神は、その独り子をお与えになったほどに、世を愛された。独り子を信じる者が一人も滅びないで、永遠の命を得るためである。神が御子を世に遣わされたのは、世を裁くためではなく、御子によって世が救われるためである。

 この聖書の言葉をききたいと思います。自分の本当の罪の姿を知り、イエス様の十字架の死をしっかりと受け止めることができるようになりたいと思います。最後に、「エリ、エリ、レマ、サバクタニ。」の意味を受け止めていきたいと思います。「わが神、わが神、なぜわたしをお見捨てになったのですか。」というものです。イエス様の十字架の苦しみの中で、神は沈黙されています。イエス様の叫びに何も答えていません。このイエス様の叫びですが、これは神に向っての叫びです。神へのまったき叫びです。信頼の叫びです。天地を創造された方への叫びです。全知全能の方への叫びです。私は思います。人生の苦しみの中で、その苦しみの叫びを、神に向って叫ぶのです。「神よ、神よ、どうしてわたしをお見捨てのなるのですか。」と。私たちのすべての罪の救いのために、大切な独り子であるイエス・キリストを十字架につけられた方に向って、です。神は、私たちがそう叫ぶのを許してくださいます。どうか、そのような叫びをすることができるようになりたいと願うのです。人生のどん底にある時に、神に向って、「神よ、神よ、なぜ、わたしをお見捨てになるのですか。どうして、このような苦しみを味わわなければならないのですか。」と叫ぶ者でありたいと。
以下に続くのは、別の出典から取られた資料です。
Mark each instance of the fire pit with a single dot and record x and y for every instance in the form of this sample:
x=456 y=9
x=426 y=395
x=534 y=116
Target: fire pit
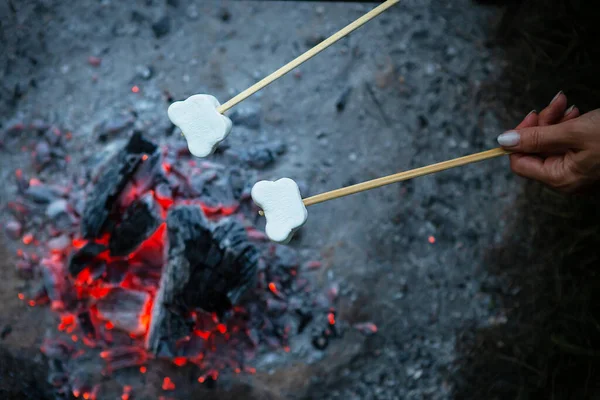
x=157 y=276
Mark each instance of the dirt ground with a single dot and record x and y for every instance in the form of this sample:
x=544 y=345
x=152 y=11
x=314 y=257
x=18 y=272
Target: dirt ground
x=406 y=90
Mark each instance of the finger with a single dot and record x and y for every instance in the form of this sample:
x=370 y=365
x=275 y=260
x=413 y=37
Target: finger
x=571 y=113
x=530 y=120
x=540 y=139
x=550 y=171
x=554 y=112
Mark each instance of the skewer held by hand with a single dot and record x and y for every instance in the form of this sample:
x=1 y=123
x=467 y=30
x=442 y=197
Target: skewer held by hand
x=403 y=176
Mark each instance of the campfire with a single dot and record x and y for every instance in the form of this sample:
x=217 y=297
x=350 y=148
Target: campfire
x=150 y=261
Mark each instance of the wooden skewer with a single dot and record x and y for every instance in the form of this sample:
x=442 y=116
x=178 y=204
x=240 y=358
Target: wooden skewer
x=403 y=176
x=306 y=56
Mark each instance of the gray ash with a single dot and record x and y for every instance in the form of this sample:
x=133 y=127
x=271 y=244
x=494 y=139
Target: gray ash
x=160 y=263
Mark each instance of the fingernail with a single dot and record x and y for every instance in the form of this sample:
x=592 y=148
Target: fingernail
x=569 y=110
x=556 y=97
x=509 y=139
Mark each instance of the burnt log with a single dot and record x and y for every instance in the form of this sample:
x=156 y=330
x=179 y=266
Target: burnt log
x=125 y=308
x=208 y=268
x=139 y=221
x=85 y=256
x=119 y=172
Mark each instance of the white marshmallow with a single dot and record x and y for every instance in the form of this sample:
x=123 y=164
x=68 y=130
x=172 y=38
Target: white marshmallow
x=283 y=207
x=202 y=125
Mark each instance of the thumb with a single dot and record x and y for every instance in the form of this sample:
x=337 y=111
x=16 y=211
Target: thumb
x=539 y=139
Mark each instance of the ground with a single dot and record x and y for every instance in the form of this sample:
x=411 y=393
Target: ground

祈り 神よ。あなたの御子イエス・キリストの十字架の死の場面を聖書から見てきました。この十字架の死の意味を、自分のこととして受け止めることができるように導いてください。そして、イエス様が十字架の上であなたに向って叫ばれたように、私たちもその人生の苦難の中で、あなたに向って同じような叫びをすることができるように導いてください。この願いを、イエス様のお名前によって、祈ります。アーメン。